Igunma attire également notre attention sur les « Million Pagoda Charms », qui contiennent des incantations pour invoquer les divinités protectrices, parce que « ce sont les premiers exemples d'imprimerie au Japon et parmi les premiers au monde », qui remontent entre 764 et 770 AD. L'impératrice Shotoku ordonna que les charmes, y compris les textes bouddhistes, soient imprimés sur de petites bandes de papier et placés dans des pagodes miniatures en bois ; les pagodes étaient ensuite distribuées parmi les 10 principaux temples bouddhistes de l'ouest du Japon. Il y a un débat sur le sujet, mais l'impression par blocs de bois semble avoir été utilisée pour créer les documents. (On pensait que les « Million Pagoda Charms » étaient les documents imprimés les plus anciens au monde jusqu'en 1966, année où on découvre un document semblable qui aurait été créé avant 751.)
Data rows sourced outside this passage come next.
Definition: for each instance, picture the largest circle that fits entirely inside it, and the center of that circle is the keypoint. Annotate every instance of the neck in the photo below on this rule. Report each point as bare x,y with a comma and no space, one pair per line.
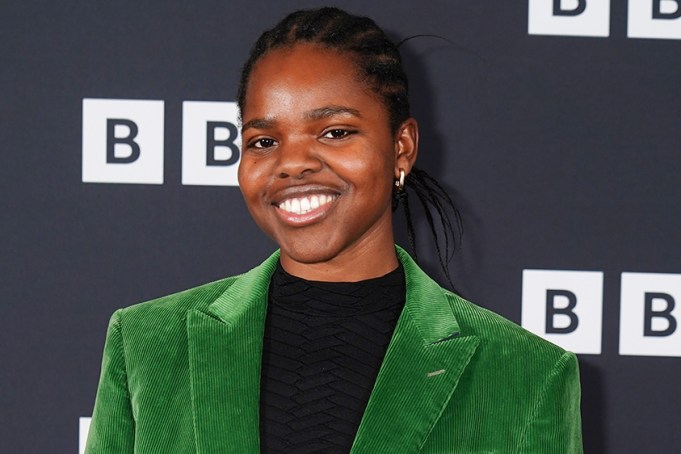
364,262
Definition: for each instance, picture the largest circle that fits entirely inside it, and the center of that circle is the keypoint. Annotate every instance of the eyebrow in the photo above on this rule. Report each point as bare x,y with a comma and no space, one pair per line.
330,111
315,114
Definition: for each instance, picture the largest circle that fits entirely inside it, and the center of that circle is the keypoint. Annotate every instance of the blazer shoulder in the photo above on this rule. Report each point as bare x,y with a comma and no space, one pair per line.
176,305
501,334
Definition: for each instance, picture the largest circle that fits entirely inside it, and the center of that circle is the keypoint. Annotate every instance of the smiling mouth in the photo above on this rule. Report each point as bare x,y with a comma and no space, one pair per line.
302,205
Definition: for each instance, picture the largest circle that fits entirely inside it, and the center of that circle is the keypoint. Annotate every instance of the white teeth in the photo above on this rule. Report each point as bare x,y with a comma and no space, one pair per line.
302,205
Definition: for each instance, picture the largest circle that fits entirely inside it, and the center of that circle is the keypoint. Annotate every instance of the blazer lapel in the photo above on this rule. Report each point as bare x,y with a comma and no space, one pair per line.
225,350
425,359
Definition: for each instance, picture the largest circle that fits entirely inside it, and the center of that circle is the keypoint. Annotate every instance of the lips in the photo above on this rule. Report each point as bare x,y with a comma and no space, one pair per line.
306,204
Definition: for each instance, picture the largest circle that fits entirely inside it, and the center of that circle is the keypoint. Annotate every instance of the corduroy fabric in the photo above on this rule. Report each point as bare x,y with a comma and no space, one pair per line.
180,374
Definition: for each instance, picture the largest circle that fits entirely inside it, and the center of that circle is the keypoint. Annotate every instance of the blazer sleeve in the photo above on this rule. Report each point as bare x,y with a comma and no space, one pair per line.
555,426
112,428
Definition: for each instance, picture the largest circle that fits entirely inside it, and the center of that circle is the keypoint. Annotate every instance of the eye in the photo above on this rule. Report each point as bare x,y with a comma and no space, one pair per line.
265,142
337,133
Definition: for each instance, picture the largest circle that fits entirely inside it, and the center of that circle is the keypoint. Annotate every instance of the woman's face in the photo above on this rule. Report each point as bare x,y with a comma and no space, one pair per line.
319,161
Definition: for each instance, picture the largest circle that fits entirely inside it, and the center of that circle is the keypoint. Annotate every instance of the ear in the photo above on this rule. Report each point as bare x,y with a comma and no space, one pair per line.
406,146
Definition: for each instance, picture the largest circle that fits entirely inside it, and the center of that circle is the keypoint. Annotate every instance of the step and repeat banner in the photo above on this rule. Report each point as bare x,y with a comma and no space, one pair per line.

Des coffres comme celui-ci servaient à stocker des manuscrits dans les bibliothèques du temple (Credit : British Library Board)

La bibliothèque — la conservation des documents — est bien sûr importante pour le bouddhisme et ses nombreux textes. Cela aussi est exécuté avec beaucoup de flair. Jana Igunma considère personnellement l'un des faits saillants de l'exposition comme « un petit arrangement de coffres à manuscrits et d'une armoire à livres qui donnent aux visiteurs une impression de ce à quoi ressemble une bibliothèque du temple en Asie du Sud-Est continentale ». Une photo présente un coffret manuscrit en bois sculpté et doré thaïlandais du XIXe siècle pour le stockage de textes bouddhistes. Il est soulevé sur les pattes, et se ferme et se verrouille pour protéger les manuscrits contre l'humidité et les dommages causés par les ravageurs. Igunma note que les bibliothèques du temple sont des lieux très sacrés, où « on peut trouver une vraie solitude et tranquillité ».

Le Vessantara Jātaka raconte l'histoire d'une des vies passées du Bouddha (Crédit : Irving Chan Johnson, Lim Su Qi et Rungnapa Kitiarsa, Singapour)

Enfin, pour finir dans le présent, la British Library commanda une suspension murale peinte — un nouveau « texte » bouddhiste — du Vessantara Jātaka par trois artistes singapouriens, Irving Chan Johnson, Lim Su Qi et Rungnapa Kitiarsa. Il est peint dans le style d'une bannière thaïlandaise du XIXe siècle, une aide pédagogique visuelle. Il s'agit d'une œuvre d'art exceptionnelle qui représente 13 scènes de la vie antérieure du Bouddha afin d'enseigner les valeurs bouddhistes de générosité et de charité.

En sortant de l'exposition, il y a une grande cloche debout du genre utilisé dans les temples pour la méditation et le chant. Les visiteurs sont invités à le frapper avec un maillet. Si le bouddhisme a un « son » caractéristique, cela doit être le cas. Le ton, si caractéristique du bouddhisme, est profond, clair et captivant. C'est le son de l'éveil, un appel à l'attention.

Un autre son distinctif vient de l'ancienne langue Pali, considérée comme proche de la langue parlée par Bouddha. Le chanoine pali des enseignements du Bouddha est une source importante de traductions ultérieures — et les récitations de ces textes peuvent être écoutées en ligne. Comme la cloche, il s'agit d'un point d'entrée immédiat dans quelque chose qui a été conservé, par parchemin et manuscrit, depuis des millénaires.

L'exposition bouddhisme se tient à la British Library de Londres jusqu'au 23 février 2020.